Провинциальность Голландии тронула меня, а повсеместные велосипеды и
трамваи вернули то состояние убежавшей с урока школьницы, испытать которое
всегда мешал стыд хронической отличницы. Пожалуй, что в голландцах не поразило
меня ничего. Да и пристало ли это на моем временном отрезке.
Шлюха, отгороженная стеклом и подсвеченная красным приобретает
схематичность
экрана. Жизнь устроена так же - не то, чтобы похожа на шлюху, но и в
непродажности ее заподозрить трудно.
То, что удручает - жалкая материальность всех моих прогнозов. Я не
чувствую
следующего мгновения! Интуиция моя отключена, или не включена, а вернее -
просто отсутствует. Придумывая следующее мгновение, я не прогнозирую, а
ошибаюсь; но беда в том, что придуманное как правило более реально, или
трагично,
или действенно. Я словно все время жду эмоций, а получаю говно на палочке.
О, Амстердам, или любое другое место, отзывающееся в душе моей так же
далеко, экзотично и гулко, так же подходящее для возможности абстрактного
временного существования, ты есть окончательно материален и приспособлен для
человечества, тусующегося по тем законам, по которым не тусовалась я в юности.
В занюханном марихуаной отельчике, куда взбиралась я по лестнице,
вопиющей о необходимости роскоши, не довелось мне встретить людей, а только
призрачные ночные голоса окружали мой бессонный сон. Американские школьницы
все 24 часа жизнерадостно вопрошали:
- Билл, где ты? Как ты?!
Русские мафиози низшей ячейки матерились и пытались петь. К тихим китайцам
за стенкой пришла полиция и громко предложила поднять их факнутые руки, чему
я сквозь дрему удивилась несказанно, ибо именно они внушали мне ностальгический
социалистический ужас: были похожи на помесь Мао со вторым секретарем нашего
горкома комсомола, а при встрече радостно кивали.
Во вторую ночь под окном дискутировали три наркомана. Один, Фист, говорил,
что больше не желает покупать ничего другим, не потому что не может, хотя и
это тоже, а дело в принципе или что-то в этом роде. Удивляли монотонность его
аргументов и ночная усидчивость - говорили они на смеси английского и, видимо,
голландского, но под утро конфликт стал ясен, и я простила Фисту испорченный
сон за стойкость принципов.
Вообще, в Амстердаме мне стало проще. Вернее, легче. Я много ездила в
автобусах и видела, что среди пассажиров куча израильтян.

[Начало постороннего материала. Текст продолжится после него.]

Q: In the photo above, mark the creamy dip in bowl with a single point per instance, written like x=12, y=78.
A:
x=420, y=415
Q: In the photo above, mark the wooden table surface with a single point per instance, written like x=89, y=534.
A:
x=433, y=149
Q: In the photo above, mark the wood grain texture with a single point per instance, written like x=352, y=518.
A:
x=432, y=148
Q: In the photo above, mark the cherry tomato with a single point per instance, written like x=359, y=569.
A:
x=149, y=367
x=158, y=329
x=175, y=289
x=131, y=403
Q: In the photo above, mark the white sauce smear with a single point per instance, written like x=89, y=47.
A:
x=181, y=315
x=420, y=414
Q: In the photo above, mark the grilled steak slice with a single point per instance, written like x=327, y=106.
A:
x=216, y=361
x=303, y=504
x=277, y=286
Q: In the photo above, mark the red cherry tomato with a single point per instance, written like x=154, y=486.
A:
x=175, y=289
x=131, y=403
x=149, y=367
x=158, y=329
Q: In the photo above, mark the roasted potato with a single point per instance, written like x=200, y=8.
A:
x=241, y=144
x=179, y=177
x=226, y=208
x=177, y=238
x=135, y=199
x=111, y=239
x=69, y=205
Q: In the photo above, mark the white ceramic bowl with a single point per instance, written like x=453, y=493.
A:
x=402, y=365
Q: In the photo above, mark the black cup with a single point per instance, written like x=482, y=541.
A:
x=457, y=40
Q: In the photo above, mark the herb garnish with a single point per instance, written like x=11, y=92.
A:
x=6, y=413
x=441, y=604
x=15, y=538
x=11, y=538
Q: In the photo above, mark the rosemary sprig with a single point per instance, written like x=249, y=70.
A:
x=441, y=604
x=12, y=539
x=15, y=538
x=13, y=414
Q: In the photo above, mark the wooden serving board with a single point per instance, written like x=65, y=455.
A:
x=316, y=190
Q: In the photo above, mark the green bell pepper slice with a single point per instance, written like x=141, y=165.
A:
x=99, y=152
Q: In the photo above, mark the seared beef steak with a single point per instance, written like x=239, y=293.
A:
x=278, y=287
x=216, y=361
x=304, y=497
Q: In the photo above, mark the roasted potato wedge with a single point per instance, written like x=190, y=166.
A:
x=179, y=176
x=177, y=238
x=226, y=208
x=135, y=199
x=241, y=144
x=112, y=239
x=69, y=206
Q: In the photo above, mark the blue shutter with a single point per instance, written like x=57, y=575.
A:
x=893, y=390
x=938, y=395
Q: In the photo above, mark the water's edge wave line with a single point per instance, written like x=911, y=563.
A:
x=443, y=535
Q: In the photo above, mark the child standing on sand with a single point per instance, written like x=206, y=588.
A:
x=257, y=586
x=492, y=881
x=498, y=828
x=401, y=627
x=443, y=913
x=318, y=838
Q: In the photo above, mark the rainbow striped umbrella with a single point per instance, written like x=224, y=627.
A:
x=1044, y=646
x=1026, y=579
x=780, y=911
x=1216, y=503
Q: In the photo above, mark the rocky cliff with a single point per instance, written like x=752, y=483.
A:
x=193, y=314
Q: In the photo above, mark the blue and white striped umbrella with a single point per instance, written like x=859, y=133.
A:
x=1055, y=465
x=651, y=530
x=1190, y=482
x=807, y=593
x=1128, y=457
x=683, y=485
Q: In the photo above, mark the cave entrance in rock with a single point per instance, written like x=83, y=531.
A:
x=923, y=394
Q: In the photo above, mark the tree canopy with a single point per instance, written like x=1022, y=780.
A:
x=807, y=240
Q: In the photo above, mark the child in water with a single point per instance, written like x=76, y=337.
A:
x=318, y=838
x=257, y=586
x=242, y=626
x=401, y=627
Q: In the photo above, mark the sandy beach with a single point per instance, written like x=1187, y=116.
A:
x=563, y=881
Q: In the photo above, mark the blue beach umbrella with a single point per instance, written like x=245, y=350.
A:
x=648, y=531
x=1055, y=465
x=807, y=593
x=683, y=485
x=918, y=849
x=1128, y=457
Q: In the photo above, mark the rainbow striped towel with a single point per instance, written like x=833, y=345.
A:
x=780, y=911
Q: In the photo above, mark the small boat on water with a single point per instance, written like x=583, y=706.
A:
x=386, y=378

На третью ночь, пересиливая жадность и скуку, я отправилась в казино и
проиграла там десять, потом еще десять, потом сорок, а потом еще десять. Было
робко в чинном вестибюле, жарко в залах игровых автоматов и непонято у рулеток.
Вокруг снова был иврит.
Но все-таки город не впускал в себя, но и не отгораживался. Он
предоставлял себя, думая о королеве, которую я тут же приняла в свое сердце
за общеизвестную нелюбовь к оранжевому.
Голландцы покорили меня своим отношением к действительности; когда я
поняла,
что это народ, уходящий в море, ощутила я грусть от того, что боюсь чужих
стихий, и хочу знать, что я на суше. Единственный вид борьбы, свойственный
голландцам - борьба с морем за дно. Странная связь существует в мире: мечты
арабов выдавить евреев в море - добровольно демонстрируют голландцы, они же
предлагают нам последовать их примеру. История Гаммельнского крысолова
становится фактом и фарсом, но ведь и вечный жид пляшет, заложив большие
пальцы за проймы и строптиво проткнув острым носом временное ограничение.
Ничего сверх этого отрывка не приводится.